Brüchige Idylle

4. August 2021

Daniela Krien ist immer nah dran an ihren Figuren und die „sind keine Gewinner“, wie die Autorin einmal gesagt hat. Das gilt auch für die Protagonisten ihres neuen Romans „Der Brand“. Die Psychologin Rahel und der Germanistikprofessor Peter sind beide in der Mitte des Lebens angekommen und scheinbar am Ende ihrer Ehe. Nun haben sie einen Urlaub in den Alpen geplant, aber ein Brand hat ihr Urlaubsdomizil vernichtet. Deshalb fahren sie auf Bitten einer Freundin zum Haus und Hof Hüten in die Uckermark. Dahin, wohin es derzeit viele Berliner drängt.

Drei Wochen Zeit

Drei Wochen wollen sie bleiben und dabei versuchen, das Feuer unterm Dach ihrer Ehe zu löschen. Rahel leidet unter Peters schwindendem Begehren, seiner Zurückgezogenheit, seiner neutralen Freundlichkeit. Und Peter kommt nicht darüber hinweg, dass er Opfer eines Gender-Shitstorms geworden ist, obwohl er sich doch immer auf der Höhe des Zeitgeists fühlte. Daniela Krien kann das: Mit lapidaren Sätzen existentielle Situationen skizzieren.

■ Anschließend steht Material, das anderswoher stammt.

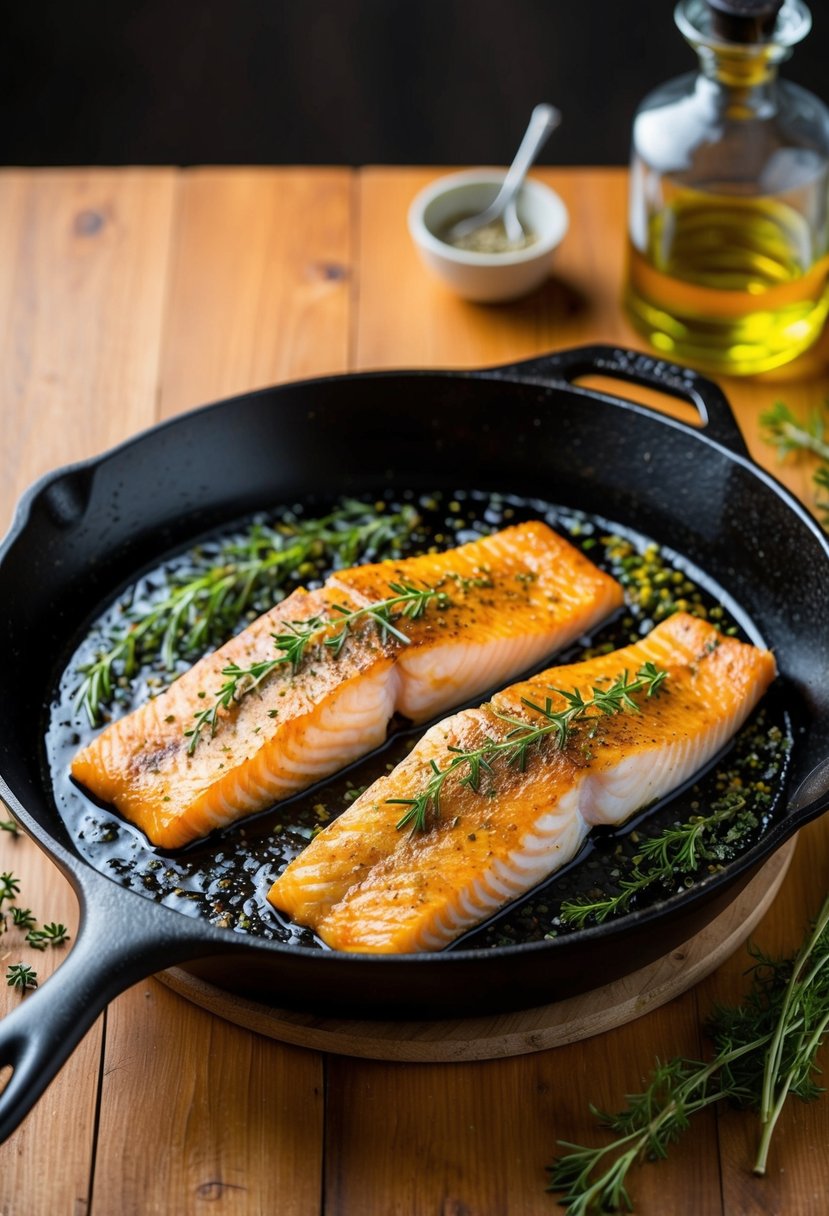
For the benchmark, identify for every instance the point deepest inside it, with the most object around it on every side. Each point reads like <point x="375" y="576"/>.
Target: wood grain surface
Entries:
<point x="127" y="296"/>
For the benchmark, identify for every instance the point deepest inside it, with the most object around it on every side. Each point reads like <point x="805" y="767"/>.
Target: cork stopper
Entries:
<point x="744" y="21"/>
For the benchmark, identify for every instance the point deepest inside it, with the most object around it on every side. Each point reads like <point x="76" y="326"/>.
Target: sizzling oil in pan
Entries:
<point x="225" y="878"/>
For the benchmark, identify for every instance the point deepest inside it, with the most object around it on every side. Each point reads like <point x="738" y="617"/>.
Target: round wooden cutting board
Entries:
<point x="507" y="1034"/>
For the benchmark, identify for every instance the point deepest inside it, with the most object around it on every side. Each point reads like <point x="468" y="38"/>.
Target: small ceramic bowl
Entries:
<point x="486" y="276"/>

Interfamiliäre Zwistigkeiten

Ihrem durchdringenden Blick entgeht nicht Rahels Selbstbezogenheit, auch nicht Peters gekränkter Stolz. Das Ringen um diese Ehe wird begleitet von einem flügellahmen Storch, einer einäugigen Katze und dem Tod des Hof-Eigentümers. Das klingt ziemlich unspektakulär. Aber Daniela Krien gelingt es, aus innerfamiliären Zwistigkeiten Spannung zu destillieren. Die wächst noch, als Tochter Selma mit ihren zwei unerzogenen Kindern auftaucht und ihre selbstsüchtigen Ansprüche anmeldet.

Doch noch Hoffnung

Rahel spricht von der „Last des guten Lebens“, und Peter scheint ihr zuzustimmen. Die Distanz zum Nachwuchs lässt die Eheleute wieder näher zusammenrücken, auch das Gefühl, dass ihr Leben endlich ist. Womöglich lohnt es sich doch noch, für diese Ehe zu kämpfen und nicht nur mit „Seniorensex“, wie die Zeit  ätzt.
Man liest sich ein in diese brüchige Konstellation und in eine trügerische Uckermarksche Idylle, die immerhin zum Brandlöschen taugte.

Hineingelesen…

… in die Last des guten Lebens

„Hast du eigentlich mit Selma gesprochen?“ fragt er, als sie sich zu ihm an den Küchentisch setzt.
Sie schüttelt den Kopf. „Aber mit Vincent. Er ist optimistisch wie immer“
Peter lächelt. „Toller Kerl.“
„Vielleicht…“, murmelt sie, gibt aber zu bedenken, dass Selma nicht grundlos handle.
„Fragt sich nur, wie gewichtig ihre Gründe sind“, erwidert er.
Rahel schweigt dazu. Auch aus ihrer Sicht sind die Gründe weder dringend noch bedeutungsvoll, doch was heißt das schon. In die Praxis kommen seit Jahren mehr und mehr junge Menschen mit Bildung und Geld und liebevollen Eltern, die überfordert sind von ihrem Leben. Die aus schwer nachvollziehbaren Gründen Beziehungen beenden,  Berufe hinschmeißen, Ausbildungen kurz vor dem Abschluss abbrechen und sich unglücklich fühlen. Als wäre das gute Leben eine schwere Bürde. Denn wer alles bekommt und nichts daraus macht, darf nicht Verständnis rechnen.
„Die Last des guten Lebens“, sagt sie und hofft darauf, dass Peter sie ohne weitere Erklärung versteht.
Und er versteht.
„Sie haben es heute anders schwer, die jungen Menschen“, sagt er.
Dann treffen sich ihre Blicke und bleiben aneinander hängen, und für einen Augenblick glaubt Rahel, dass sich alles zum Guten wenden wird.